Encore une fois, le Spiritisme a un but dont il ne veut pas et ne doit pas s’écarter ; il sait la route qui doit l’y conduire, et il la suivra sans se laisser dévoyer par les suggestions des impatients : chaque chose vient en son temps, et vouloir aller trop vite, c’est souvent reculer au lieu d’avancer.

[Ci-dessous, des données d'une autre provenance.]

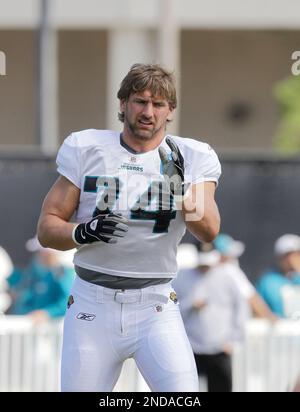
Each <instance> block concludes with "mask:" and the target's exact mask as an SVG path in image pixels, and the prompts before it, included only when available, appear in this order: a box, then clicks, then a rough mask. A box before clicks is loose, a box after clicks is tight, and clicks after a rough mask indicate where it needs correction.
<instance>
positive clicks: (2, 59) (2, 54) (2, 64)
mask: <svg viewBox="0 0 300 412" xmlns="http://www.w3.org/2000/svg"><path fill="white" fill-rule="evenodd" d="M5 75H6V54H5V53H4V52H3V51H1V50H0V76H5Z"/></svg>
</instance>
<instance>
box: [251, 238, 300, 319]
mask: <svg viewBox="0 0 300 412" xmlns="http://www.w3.org/2000/svg"><path fill="white" fill-rule="evenodd" d="M274 255H275V260H276V262H275V266H274V268H273V269H271V270H268V271H266V272H265V273H263V274H262V276H261V278H260V279H259V281H258V282H257V290H258V292H259V293H260V295H261V296H262V298H263V299H264V301H265V302H266V303H267V304H268V306H269V307H270V309H271V310H272V311H273V312H274V313H276V315H278V316H280V317H289V316H292V315H293V313H297V312H298V313H299V311H300V237H299V236H297V235H295V234H285V235H283V236H281V237H279V238H278V239H277V240H276V242H275V244H274Z"/></svg>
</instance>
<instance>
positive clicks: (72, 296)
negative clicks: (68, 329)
mask: <svg viewBox="0 0 300 412" xmlns="http://www.w3.org/2000/svg"><path fill="white" fill-rule="evenodd" d="M73 303H74V298H73V296H72V295H70V296H69V299H68V303H67V307H68V309H70V306H71V305H73Z"/></svg>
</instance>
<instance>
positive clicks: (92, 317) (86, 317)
mask: <svg viewBox="0 0 300 412" xmlns="http://www.w3.org/2000/svg"><path fill="white" fill-rule="evenodd" d="M95 317H96V315H91V314H90V313H83V312H80V313H78V315H77V316H76V318H77V319H80V320H87V321H88V322H91V321H92V320H94V319H95Z"/></svg>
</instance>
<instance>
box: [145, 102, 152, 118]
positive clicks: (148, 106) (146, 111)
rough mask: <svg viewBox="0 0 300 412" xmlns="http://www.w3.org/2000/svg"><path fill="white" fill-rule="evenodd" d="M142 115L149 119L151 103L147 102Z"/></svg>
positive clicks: (149, 102) (150, 117) (150, 116)
mask: <svg viewBox="0 0 300 412" xmlns="http://www.w3.org/2000/svg"><path fill="white" fill-rule="evenodd" d="M143 115H144V116H146V117H147V118H151V117H152V116H153V104H152V102H148V103H147V104H145V105H144V108H143Z"/></svg>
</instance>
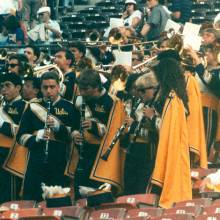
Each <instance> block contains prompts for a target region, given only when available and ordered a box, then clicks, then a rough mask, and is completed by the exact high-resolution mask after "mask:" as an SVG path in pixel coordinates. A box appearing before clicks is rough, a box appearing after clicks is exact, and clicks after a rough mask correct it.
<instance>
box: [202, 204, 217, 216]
mask: <svg viewBox="0 0 220 220" xmlns="http://www.w3.org/2000/svg"><path fill="white" fill-rule="evenodd" d="M203 214H205V215H207V214H220V205H212V206H209V207H205V208H204V210H203Z"/></svg>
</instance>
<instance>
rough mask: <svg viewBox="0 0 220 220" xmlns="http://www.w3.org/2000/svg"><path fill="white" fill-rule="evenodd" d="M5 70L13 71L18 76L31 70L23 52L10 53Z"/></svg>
mask: <svg viewBox="0 0 220 220" xmlns="http://www.w3.org/2000/svg"><path fill="white" fill-rule="evenodd" d="M7 70H8V72H9V73H15V74H17V75H19V76H20V77H23V76H24V75H27V74H28V73H29V72H31V68H30V65H28V59H27V57H26V56H25V55H24V54H12V55H11V56H10V57H9V60H8V63H7Z"/></svg>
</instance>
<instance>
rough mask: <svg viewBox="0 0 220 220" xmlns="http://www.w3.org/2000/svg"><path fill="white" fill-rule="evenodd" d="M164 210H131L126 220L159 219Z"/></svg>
mask: <svg viewBox="0 0 220 220" xmlns="http://www.w3.org/2000/svg"><path fill="white" fill-rule="evenodd" d="M162 213H163V209H161V208H154V207H153V208H140V209H130V210H128V211H127V214H126V218H136V217H157V216H161V215H162Z"/></svg>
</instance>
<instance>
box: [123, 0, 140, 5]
mask: <svg viewBox="0 0 220 220" xmlns="http://www.w3.org/2000/svg"><path fill="white" fill-rule="evenodd" d="M125 4H135V5H136V4H137V2H136V1H135V0H126V1H125Z"/></svg>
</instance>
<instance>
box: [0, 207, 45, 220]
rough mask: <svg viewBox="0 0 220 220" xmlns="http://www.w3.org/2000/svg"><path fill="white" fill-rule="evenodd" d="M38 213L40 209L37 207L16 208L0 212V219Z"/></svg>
mask: <svg viewBox="0 0 220 220" xmlns="http://www.w3.org/2000/svg"><path fill="white" fill-rule="evenodd" d="M39 215H41V210H40V209H38V208H32V209H18V210H9V211H5V212H4V213H3V214H2V216H1V219H18V218H21V217H29V216H39Z"/></svg>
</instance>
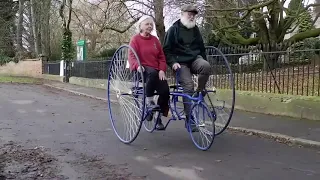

4. — Deux mots encore à l’auteur de la lettre : Il nous paraît avoir fait une fausse application de ce principe que la vérité est une, en concluant de ce que certains dogmes, comme ceux des peines futures et de la création, ont reçu une interprétation erronée, tout doit être faux dans la religion. Ne voyons-nous pas tous les jours les sciences positives elles-mêmes reconnaître certaines erreurs de détail, sans que, pour cela, la science soit radicalement fausse ? L’Église ne s’est-elle pas mise d’accord avec la science sur certaines croyances dont elle faisait jadis des articles de foi ? Ne reconnaît-elle pas aujourd’hui la loi du mouvement de la terre et celle des périodes géologiques de la création, qu’elle avait condamnées comme des hérésies  ? Quant aux flammes de l’enfer, toute la haute théologie est d’accord pour reconnaître que c’est une figure, et qu’il faut entendre par-là un feu moral et non un feu matériel. Sur plusieurs autres points, les doctrines sont aussi moins absolues qu’autrefois ; d’où l’on peut conclure qu’un jour, cédant à l’évidence des faits et des preuves matérielles, elle comprendra la nécessité d’une interprétation, en harmonie avec les lois de la nature, de quelques points encore controversés ; car nulle croyance ne saurait valablement ni rationnellement prévaloir contre ces lois. Dieu ne peut se contredire en établissant des dogmes contraires à ses lois éternelles et immuables, et l’homme ne peut prétendre se mettre au-dessus de Dieu en décrétant la nullité de ces lois. Or, l’Église, qui a compris cette vérité pour certaines choses, la comprendra également pour les autres, notamment en ce qui concerne le Spiritisme, fondé de tous points sur les lois de la nature, encore mal comprises, mais que l’on comprend mieux chaque jour.

Il ne faut donc pas se hâter de rejeter un tout, parce que certaines parties sont obscures ou défectueuses, et nous croyons utile, à ce propos, de se rappeler la fable de : La Guenon, le Singe et la Noix.